The prospect of going gluten free can be daunting for many people that have been diagnosed with Celiac’s Disease or gluten intolerance/allergies. I would know – I haven’t eaten wheat, spelt, rye or barley for the last 15 years! Being 10 years old and being told you can’t eat your favourite pancakes on a Sunday morning isn’t ideal.
Luckily, there are many solutions now for people transitioning to a gluten free diet. There are still, however, some must knows and essentials to look out for in your transition to a full non-gluten-eater.
1. Start finding (and eating) naturally gluten free foods
While it may come as a surprise to some, there are thousands of foods that are naturally free from gluten. Fresh fruit and vegetables, meat, fish, poultry, cheese and eggs are all naturally gluten free. Beyond this, there are many grains and cereals that you can turn to, including quinoa, teff, buckwheat, polenta, corn and of course rice. You can get a full list of all the gluten free grains here.

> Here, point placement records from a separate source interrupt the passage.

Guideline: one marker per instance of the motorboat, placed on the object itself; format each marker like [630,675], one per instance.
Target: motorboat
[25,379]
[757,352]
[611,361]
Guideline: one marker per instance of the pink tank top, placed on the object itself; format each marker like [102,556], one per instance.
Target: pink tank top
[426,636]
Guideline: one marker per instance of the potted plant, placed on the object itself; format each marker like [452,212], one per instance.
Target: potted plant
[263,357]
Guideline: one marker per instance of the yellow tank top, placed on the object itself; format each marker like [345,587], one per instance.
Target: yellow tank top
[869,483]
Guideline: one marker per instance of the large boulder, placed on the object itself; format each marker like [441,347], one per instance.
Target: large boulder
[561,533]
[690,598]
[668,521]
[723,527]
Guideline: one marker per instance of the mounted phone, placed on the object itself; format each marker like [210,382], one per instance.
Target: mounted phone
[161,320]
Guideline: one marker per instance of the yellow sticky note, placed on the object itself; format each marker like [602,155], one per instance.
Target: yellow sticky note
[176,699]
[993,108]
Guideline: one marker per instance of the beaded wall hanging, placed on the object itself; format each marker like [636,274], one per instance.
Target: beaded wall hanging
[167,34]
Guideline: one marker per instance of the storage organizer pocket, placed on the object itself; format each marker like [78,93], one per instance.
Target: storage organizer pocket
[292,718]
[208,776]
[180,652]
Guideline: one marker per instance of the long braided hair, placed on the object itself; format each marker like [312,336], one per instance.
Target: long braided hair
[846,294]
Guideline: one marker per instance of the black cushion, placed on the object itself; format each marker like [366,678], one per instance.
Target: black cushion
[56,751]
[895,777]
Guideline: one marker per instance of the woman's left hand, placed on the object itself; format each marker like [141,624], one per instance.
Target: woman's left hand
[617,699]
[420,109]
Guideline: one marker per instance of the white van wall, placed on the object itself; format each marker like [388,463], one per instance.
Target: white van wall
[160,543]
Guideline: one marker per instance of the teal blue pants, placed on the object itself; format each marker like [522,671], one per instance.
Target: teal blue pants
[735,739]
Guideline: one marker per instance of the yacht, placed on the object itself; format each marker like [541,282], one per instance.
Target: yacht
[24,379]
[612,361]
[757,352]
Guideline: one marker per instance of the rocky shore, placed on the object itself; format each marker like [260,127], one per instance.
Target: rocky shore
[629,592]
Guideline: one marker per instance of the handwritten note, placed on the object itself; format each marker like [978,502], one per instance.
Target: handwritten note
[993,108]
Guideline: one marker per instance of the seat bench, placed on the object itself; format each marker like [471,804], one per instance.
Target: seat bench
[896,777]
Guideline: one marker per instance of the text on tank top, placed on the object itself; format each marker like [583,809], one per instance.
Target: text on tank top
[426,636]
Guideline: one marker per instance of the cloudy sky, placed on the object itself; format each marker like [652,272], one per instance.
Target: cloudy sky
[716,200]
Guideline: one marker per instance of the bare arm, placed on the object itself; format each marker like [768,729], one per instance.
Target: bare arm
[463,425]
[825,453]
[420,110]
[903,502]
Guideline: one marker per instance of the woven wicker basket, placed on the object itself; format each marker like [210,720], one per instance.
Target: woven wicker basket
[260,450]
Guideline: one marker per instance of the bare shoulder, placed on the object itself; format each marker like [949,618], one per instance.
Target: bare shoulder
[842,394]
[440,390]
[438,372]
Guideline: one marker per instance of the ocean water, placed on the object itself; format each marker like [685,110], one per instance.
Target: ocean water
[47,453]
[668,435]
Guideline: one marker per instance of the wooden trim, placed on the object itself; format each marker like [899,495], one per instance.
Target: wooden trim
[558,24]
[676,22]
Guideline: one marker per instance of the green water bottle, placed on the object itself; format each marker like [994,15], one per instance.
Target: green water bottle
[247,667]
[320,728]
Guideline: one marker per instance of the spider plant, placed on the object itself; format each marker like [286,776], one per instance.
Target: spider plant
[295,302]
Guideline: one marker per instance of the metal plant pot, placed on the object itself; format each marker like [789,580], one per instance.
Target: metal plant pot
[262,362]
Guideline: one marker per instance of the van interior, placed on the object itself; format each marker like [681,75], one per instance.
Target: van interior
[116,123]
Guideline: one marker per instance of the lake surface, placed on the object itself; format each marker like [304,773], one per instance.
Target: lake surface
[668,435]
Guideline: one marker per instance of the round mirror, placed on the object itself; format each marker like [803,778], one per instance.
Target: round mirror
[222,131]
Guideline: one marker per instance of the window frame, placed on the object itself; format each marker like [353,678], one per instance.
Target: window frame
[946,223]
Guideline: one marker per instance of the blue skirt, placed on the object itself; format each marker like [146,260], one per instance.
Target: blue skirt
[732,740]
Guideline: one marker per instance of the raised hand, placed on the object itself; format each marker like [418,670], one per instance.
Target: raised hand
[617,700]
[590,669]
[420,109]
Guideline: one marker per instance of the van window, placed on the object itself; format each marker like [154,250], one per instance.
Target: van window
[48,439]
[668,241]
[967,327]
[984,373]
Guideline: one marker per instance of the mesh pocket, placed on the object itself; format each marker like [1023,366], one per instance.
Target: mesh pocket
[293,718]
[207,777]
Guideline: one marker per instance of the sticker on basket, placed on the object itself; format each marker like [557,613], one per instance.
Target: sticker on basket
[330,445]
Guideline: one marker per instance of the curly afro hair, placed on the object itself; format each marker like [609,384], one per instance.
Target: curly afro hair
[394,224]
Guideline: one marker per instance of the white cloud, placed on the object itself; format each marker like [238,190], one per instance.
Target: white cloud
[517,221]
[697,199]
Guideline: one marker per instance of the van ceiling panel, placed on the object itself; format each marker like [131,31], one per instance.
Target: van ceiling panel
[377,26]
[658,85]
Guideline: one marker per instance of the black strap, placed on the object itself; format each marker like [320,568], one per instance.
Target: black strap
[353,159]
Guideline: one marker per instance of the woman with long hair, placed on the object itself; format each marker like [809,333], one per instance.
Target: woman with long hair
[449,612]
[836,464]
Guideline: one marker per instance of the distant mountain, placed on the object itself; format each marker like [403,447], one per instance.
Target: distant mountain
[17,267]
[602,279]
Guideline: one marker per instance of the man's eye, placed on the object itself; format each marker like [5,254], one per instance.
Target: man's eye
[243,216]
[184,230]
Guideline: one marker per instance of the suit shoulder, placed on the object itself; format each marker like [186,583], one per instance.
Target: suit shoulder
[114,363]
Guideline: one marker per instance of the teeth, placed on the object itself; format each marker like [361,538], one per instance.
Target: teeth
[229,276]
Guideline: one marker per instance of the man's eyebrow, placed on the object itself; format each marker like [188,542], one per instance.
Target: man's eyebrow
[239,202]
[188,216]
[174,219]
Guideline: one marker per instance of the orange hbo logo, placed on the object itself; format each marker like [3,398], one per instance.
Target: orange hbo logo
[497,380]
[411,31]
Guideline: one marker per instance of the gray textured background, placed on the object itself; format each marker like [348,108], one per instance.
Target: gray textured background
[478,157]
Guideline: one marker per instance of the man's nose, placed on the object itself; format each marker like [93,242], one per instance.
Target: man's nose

Importantly, make sure you’re checking labels to ensure that the grains you are buying are uncontaminated (particularly if you are Celiac). Try to start using different types of flours and substituting wheat for any number or combination of gluten free flours.
2. Start experimenting in the kitchen
It’s important that when you go gluten free, you find foods that you will enjoy eating. It’s critical (as mentioned above) to start experimenting with new flours so that you can whip up your favourite cakes, sweets and breads. Buckwheat makes an excellent substitute for flour in bread, as evidenced in this simple activated buckwheat bread.
3. Do your best to not get “Glutenised”
Getting “Glutenised” – as I call it – is at times unavoidable. Unfortunately, particularly for Celiac’s who have to face the long term repercussions from Glutenisation, restaurants and friends often make the mistake of cross contaminating food with wheat-filled food. When eating out or at a friend’s house, make your level of allergy/intolerance clear to the person cooking the meal. If you cannot have any wheat close to your food, make sure you select restaurants that cater to that or bring some extra food to a friend’s house. It’s embarrassing at first, but it might save you!
4. Find your favorite gluten free substitutes
When you’re first diagnosed, it’s great to go on a spree to find what you enjoy eating the most. Experiment with foods at the supermarket and find out what brands you like and where you can buy them.
Just because you’re eating gluten free it doesn’t mean you are eating healthily. Make sure you’re checking sugar contents and ingredients in your snacks. Often (particularly gluten free breads) can be filled with additives, preservatives and bad stuff. It’s often best to make your own. If you’re after unhealthy stuff (for example a gluten free cherry pie) I would advise making it at home!
5. Get used to reading labels on food and know what you’re looking for
This is the most important point of the five. Read labels. Gluten free products often sneak bad additives and low quality ingredients in order to drive down the cost of more expensive gluten free ingredients. Treat your body well by reading labels, buying fresh and organic where possible and ensuring that you don’t get Glutenised. Be prepared to spend a little bit more on high-quality gluten free products or start making food at home.